Buying a house is an exciting prospect, but there are a number of financial elements that need to be considered before shopping for a new home, particularly with regard to debt management. You’ll need to consider what you can afford, calculate your cash availability, and become familiar with your credit score. 1st & Main Investment Advisors can help you gain your financial freedom, but in the meantime, consider these tips before you take the leap toward homeownership.
Know Your Score
Lenders determine your creditworthiness, to a large extent, by your credit score. Your credit score is a compilation of data compiled by three credit reporting agencies, Experian, TransUnion, and Equifax. These companies track information from all of your creditors about how you use credit, and how much debt you carry. According to CNBC, you shouldn’t be using more than 30 percent of your available credit – for example, that means carrying a balance of no more than $300 on a $1,000-limit credit card. If you’re under that threshold and pay your bills on time, you probably have a good credit score. If you’re regularly missing payments, are in collections, or have maxed out your cards, your score is likely to be lower.

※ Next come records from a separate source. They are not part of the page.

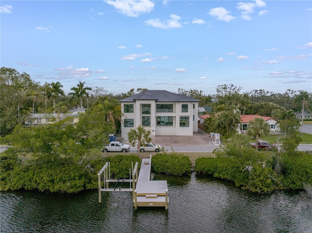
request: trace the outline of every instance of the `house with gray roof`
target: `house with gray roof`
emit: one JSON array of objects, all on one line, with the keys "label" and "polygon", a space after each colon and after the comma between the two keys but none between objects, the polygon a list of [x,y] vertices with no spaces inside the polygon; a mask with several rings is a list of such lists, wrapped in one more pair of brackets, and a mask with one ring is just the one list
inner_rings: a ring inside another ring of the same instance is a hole
[{"label": "house with gray roof", "polygon": [[141,125],[156,135],[192,136],[198,131],[199,100],[164,90],[148,90],[119,100],[121,137]]}]

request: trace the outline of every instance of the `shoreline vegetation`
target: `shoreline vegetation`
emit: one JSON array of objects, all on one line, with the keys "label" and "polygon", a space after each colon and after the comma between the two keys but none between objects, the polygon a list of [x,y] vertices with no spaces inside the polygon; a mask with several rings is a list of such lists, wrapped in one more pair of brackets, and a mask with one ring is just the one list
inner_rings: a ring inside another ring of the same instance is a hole
[{"label": "shoreline vegetation", "polygon": [[[152,153],[152,171],[179,177],[189,176],[195,171],[259,193],[304,189],[312,185],[312,152],[275,156],[276,151],[255,152],[253,148],[242,151],[229,145],[221,147],[213,153]],[[112,178],[128,177],[132,163],[139,162],[139,169],[142,159],[150,154],[102,153],[81,166],[68,158],[52,155],[34,158],[10,148],[1,154],[0,190],[71,194],[97,189],[97,173],[106,161],[110,162]]]}]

Improving Your Credit Rating
Mortgage lenders determine not only the loan products available to you but loan amounts and interest rates, based on your income, your outstanding debt (known as debt-to-income ratio) and your credit score. Consumers have the right to request a free credit report each year. You can also pay for your own reports via the different reporting agencies. If there are any inaccuracies, reporting agencies have an appeals process whereby you can petition to have the incorrect information removed. You should also be able to view your credit utilization, which will help you understand where it’s most prudent to pay down debt as a way to increase your score. According to Real Simple, not all debt is bad, some is actually good – it shows lenders you can responsibly use credit.
Comparing Loan Options
There are a variety of different loan options when it comes to buying a house. Lenders typically require that you put down a certain percentage when you buy a home, which can range from 0-20 percent or more. For example, if you want to buy a $200,000 property, you may have to come up with as much as $40,000 in cash to make the purchase. That can be a steep price for many people, but fortunately, there are a wide range of specialized loan packages you might be eligible to utilize, such as first-time homebuyer loans, rural loans, or VA loans, which are available to military veterans.
Finding Your Home
Many people start their home-buying search by looking at online real estate sites, or getting a real estate agent to help them. An agent can be an asset in many ways, and they can also introduce you to lenders who can help you evaluate your finances and make a plan for finding and buying a home in your price range. Keep in mind, even if a lender says you are qualified for “X” amount of mortgage funding, you should still assess your budget and buy a home that you’ll be able to comfortably afford. Remember, your mortgage often includes not just the cost of the loan, but insurance, real estate, and escrow fees as well.
Proper financial planning is the first step on the path to homeownership.